CT線量管理におけるプロトコール管理について

北里大学病院 放射線部
秦 博文 先生

病院外観

病院外観

CT線量管理チーム。

CT線量管理チーム。
前列向って左から2人目が伊藤寛泰CT担当主任、3人目が筆者、右端が井上優介放射線部長/放射線診断科長。

はじめに

2020年4月に改正医療法施行規則が施行され、CT、血管造影、核医学における医療被ばくの線量記録・線量管理が義務化された。また、医療被ばく研究情報ネットワーク(Japan network for Research and Information on Medical Exposure: J-RIME)により診断参考レベル(diagnostic reference level: DRL)が2015年(DRLs 2015)、2020年(DRLs 2020)と公表され、各医療機関で上記以外のモダリティについてもDRLに基づく線量管理が行われるようになり、本原稿の執筆時現在(2025年2月)は2025年度版(DRLs 2025)の公表のための準備が関連学会・団体の協力により進められている。

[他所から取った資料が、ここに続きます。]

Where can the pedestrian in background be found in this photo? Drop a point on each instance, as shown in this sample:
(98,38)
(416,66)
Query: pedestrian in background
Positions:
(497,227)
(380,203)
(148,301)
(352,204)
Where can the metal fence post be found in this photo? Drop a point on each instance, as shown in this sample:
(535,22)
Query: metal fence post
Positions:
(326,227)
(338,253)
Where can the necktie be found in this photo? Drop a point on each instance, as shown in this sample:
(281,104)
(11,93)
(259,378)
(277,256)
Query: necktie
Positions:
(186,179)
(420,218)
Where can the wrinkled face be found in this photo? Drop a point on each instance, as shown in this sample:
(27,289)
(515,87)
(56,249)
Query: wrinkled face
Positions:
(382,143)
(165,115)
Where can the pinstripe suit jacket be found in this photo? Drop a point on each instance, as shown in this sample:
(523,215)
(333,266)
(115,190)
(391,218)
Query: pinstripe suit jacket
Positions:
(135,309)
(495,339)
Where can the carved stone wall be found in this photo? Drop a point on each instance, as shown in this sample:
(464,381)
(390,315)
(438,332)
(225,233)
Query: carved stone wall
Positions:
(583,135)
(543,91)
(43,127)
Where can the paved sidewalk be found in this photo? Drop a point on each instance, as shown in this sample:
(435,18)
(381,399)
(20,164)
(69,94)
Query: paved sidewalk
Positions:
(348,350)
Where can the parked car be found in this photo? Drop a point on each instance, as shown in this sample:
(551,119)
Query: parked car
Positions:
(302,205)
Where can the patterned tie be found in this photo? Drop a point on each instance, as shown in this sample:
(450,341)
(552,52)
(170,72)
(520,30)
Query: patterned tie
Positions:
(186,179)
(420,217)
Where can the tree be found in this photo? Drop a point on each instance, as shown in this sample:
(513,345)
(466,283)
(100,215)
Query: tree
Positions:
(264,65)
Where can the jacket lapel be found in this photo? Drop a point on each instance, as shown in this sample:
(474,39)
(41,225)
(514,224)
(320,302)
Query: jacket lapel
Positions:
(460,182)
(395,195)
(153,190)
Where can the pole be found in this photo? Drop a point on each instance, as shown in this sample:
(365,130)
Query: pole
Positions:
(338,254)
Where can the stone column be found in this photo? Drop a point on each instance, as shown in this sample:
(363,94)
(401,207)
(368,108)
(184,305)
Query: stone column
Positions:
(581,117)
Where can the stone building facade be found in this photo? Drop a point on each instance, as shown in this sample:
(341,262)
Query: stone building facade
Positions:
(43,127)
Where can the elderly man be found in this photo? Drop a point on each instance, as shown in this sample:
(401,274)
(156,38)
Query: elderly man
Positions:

北里大学病院(以下、当院)では、線量管理・プロトコール管理は、モダリティ別の管理チームを中心に実施しており、医療放射線安全管理責任者である井上優介放射線部長/放射線診断科長を委員長とする医療放射線管理委員会の下部組織として、モダリティ別に4つの管理チーム(CT、血管造影、核医学、一般・造影)を組織している。その1つであるCT線量管理チームは、伊藤寛泰 CT担当主任を中心に診療放射線技師7名程度のメンバーからなり、毎月、定例会を開催して以下の内容について検討している。

  • CT検査におけるインシデント事例の調査
  • 全検査対象のプロトコール毎の線量評価(外れ値の検出および調査等)
  • プロトコール逸脱事例の調査
  • 累積高線量事例の検出と調査(前2ヶ月分の累積分)
  • 検査プロトコールリストの管理(新規作成、変更等)
  • その他

その他、年1回のDRLとの比較調査、年2回の各装置のCTDIvol測定などを行っている。その他のモダリティ別管理チームも同様の活動を行い、その検討結果をもとに、医療放射線安全管理責任者、技師長・副技師長等の診療放射線技師、看護師が加わったモダリティ別QA/QC委員会で協議し、全体会である医療放射線管理委員会で審議・情報共有を行い、放射線診療の安全性と質の向上に努めている。当院のCT線量管理の概要をオープンジャーナル(文献1)に紹介しているので、参考にされたい。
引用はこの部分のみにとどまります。